Mumbai: The stringent eligibility criteria prescribed by the National Highway Authority of India (NHAI) for its highway monetisation programme according to experts would restrict competition and attract bids only from large and serious players.
In order to increase external funding for the cash-starved highway projects, NHAI has recently invited bids for nine operational highways valued at Rs 6,300 crore.
“Considering the high upfront amount involved and strict bidding criteria, the bidding is likely to elicit interest only from serious and large developers. Given the technical and financial prerequisites, competition would be likely restricted.
Few road contractors have expressed interest and 7-8 players are likely to bid for this bundle of nine projects,” said Amar Ambani, head of research at IIFL.
Under the new toll-operate-transfer (TOT) model, infrastructure players are provided with the right to collect toll for a specific time period against an upfront lump sum payment.

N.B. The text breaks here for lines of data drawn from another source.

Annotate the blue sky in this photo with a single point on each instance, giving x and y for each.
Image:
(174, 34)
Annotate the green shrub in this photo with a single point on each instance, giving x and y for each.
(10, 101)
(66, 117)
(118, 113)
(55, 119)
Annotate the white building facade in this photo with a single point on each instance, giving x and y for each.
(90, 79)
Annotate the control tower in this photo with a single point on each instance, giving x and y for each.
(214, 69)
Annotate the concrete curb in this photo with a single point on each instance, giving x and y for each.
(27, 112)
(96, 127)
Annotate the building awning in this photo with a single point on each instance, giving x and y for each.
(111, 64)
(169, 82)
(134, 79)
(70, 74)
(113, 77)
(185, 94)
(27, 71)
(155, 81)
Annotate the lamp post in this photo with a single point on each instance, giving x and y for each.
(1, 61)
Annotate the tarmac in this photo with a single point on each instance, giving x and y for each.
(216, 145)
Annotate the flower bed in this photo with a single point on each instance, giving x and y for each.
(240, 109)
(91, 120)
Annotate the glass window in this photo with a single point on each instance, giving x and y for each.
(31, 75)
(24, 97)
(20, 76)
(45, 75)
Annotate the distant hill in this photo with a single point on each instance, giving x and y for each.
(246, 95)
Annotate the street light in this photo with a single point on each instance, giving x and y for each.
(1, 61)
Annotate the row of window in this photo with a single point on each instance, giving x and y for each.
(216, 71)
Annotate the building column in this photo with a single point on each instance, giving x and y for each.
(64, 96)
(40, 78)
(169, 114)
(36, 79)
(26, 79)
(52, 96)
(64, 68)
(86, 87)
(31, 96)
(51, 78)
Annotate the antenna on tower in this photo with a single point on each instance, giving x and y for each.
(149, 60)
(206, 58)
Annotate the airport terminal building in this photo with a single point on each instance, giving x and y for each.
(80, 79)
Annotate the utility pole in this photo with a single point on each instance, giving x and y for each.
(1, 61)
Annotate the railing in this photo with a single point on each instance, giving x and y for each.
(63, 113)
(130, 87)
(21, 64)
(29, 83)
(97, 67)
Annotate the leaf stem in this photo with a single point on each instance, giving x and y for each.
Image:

Among the eligibility criteria for bidders include a minimum net worth or assets under management (AuM) of Rs 2,500 crore as at the end of FY17 and an upfront bid security amount of Rs 62 crore.
According to Mr Ambani, only few standalone engineering procurement construction players may bid considering the size of the project.
“As per some of the developers, the issue with the project is the tenure which stands at 30 years in this case. The bank funding is available only for a maximum tenure of 20-25 years, which creates a big divide. This issue may have to be resolved either by reducing the tenure or arranging long term funding,” he added.
In October 2017, the government approved Rs 7 lakh crore worth of highway projects including the Bharatmala programme under which over 80,000 km of highways would be built over the next five years. It would be financed through market borrowings, private investments and central road fund.